Saturday, December 15, 2007

The Kindle

So Amazon.com's pushing their Kindle e-reader on us pretty hard, as anyone who regularly visits the site in the past few weeks has noticed. Now normally I associate "kindle" with some flammable pieces of garbage you use to start a fire, which seems to be the consensus about the device in general, only it costs more and is hard to burn.

To be fair, I have never seen a Kindle in real life or used it myself, so I'm not the most well-versed of judges here. The Amazon reviewers gave it a "mediocre" rating, which is I suppose not as bad as it could be, but in principle I never buy a new piece of technology/software first off the line. I wait until the second edition at least, when they've fixed all the bugs from the first edition and there's been a price drop. I also am not a fan of e-readers, as I do a lot of my reading on Shabbos, when electronic devices are forbidden because the rabbis who decreed that didn't have a Playstation (or that's my feeling on the matter).

I have to say, for a device that seems overpriced and ridden with obvious difficulties which would bother me as a customer (like not working in rural areas, or not reading .pdf files), they are pushing the hell out of it, and I have to admire them for that. Suddenly my account has a "Kindle orders" page (empty) and every book's profile makes sure to let publishers know they can have it in a Kindle edition. With all the timidity and confusion about the e-book market, they are going headfirst into it with the determination to at least attempt to temporarily corner the market. With all that effort, you'd think they would have designed a better reader, but they were probably rushing it a bit.

This all amuses me more than it annoys me because about a month ago, I may (or may not, future employers) have been at an AAR meeting with the heads of the big 6 publishing houses for a panel on digital publishing. In short:

CEOs: OH NOES, THE INTERNET HAS PUBLISHABLE WORDS AND NO ONE TOLD US!
Agents: Can our authors have 50% royalties on eBooks?
CEOs: No.

All of the major publishing houses are currently throwing millions of dollars into research and development for the digital revolution they know is coming, but can't predict the outcome of, since a book is not the same as a song or a movie. Fair enough. That didn't stop them from saying some things that I, as a Technocrat, was utterly baffled by.

"No, we don't see a reason why the author royalty rate should be significantly higher on an eBook than on the print version."

"I think eBooks should be priced at the same retail price as regular books, because it's essentially the same thing."

"Though it hasn't worked for the record or movie industry, we should definitely put a lot of money into investing in DRM technology."

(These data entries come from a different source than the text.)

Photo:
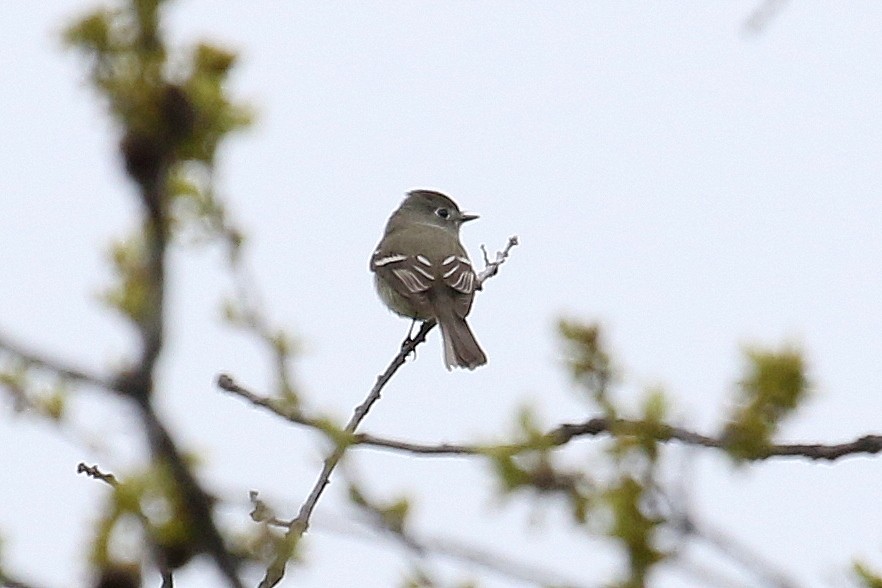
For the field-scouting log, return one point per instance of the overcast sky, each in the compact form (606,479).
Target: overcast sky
(692,187)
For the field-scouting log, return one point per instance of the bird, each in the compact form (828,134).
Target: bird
(423,272)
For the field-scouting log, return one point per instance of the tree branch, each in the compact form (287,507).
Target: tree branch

(in response to a question about file sharing) "Why would someone do that?"

Amazon, as a website run by people who work on computers all day, is obviously ahead of the curve on this one, though for some reason one of the publishers felt that Amazon was no longer worth talking about because their book sale profits were on a downward slope, in a study that failed to take the blossoming used book market into account, from which Amazon reaps huge commission fees.

Amazon also thought of a way around file sharing, at least until someone cares enough about a Kindle to hack it, which is that the Kindle editions are in Kindle files that are sent straight to your Kindle reader, and you never really own them, and they don't go on your computer and you can't send them to other Kindle machines. Oh, and you can't upload non-Kindle files to the Kindle reader. I have good faith that my friends will hack the device sooner or later (if they haven't already) and find a way to get .pdf files on it, or they'll just buy a better eBook reader that actually lets them do that and lets them store more than 40 books at a time. (40? 40? Are fucking kidding me?)

Will Kindle dominate/topple publishing as we know it? No. Will a future, better device succeed where the Kindle will ultimately fail? No. Someday, I may buy a cheap e-reader, load my library into it, and use it for reference purposes while writing, but otherwise, it's books for me. Cheap, used books available on Amazon.

Tuesday, December 11, 2007

More Genre Guessing

Dear Rejecter,

You know how certain autobiographies go from interesting personal incidents to relevant social analysis(essay form) and back to more personal incidents? Would this format, if executed well, be out of line in a novel(with a fictional character instead of myself)? Because I've found that didacticism in the story incidents themselves (almost) always drag things down, but being straightforward about "this is what happened and this is what I think," if well written, could really work. Also, if you think this could work, would an editor pick it up? And to what area of publishing would you direct queries- and how would you label such a work? Is it inherently literary because of the analysis, even if the writing is plain? Should I call it anything other than a novel(in spite of the fact that that term is quite broad and welcoming thanks to the experimental fiction movement)?

A novel is a work of fiction. If you've written a series of essays based on your beliefs and personal life experiences, but changed the names, it's not fiction unless you change the facts.

The real question here seems to be whether it's "memoir" or a book of essays on social analysis. Novels - and even memoirs - are generally not written as a series of essays, but the real issue here is what point you're trying to get across. Do you want to tell a life story because it's interesting, or are you using life anecdotes to give social commentary? It sounds like the latter.

Your genre is: not relevant to your query. Just say it's a bunch of essays and that should be pretty clear. The agent will request it or not request it based on their interest in your subject matter, not how you label it.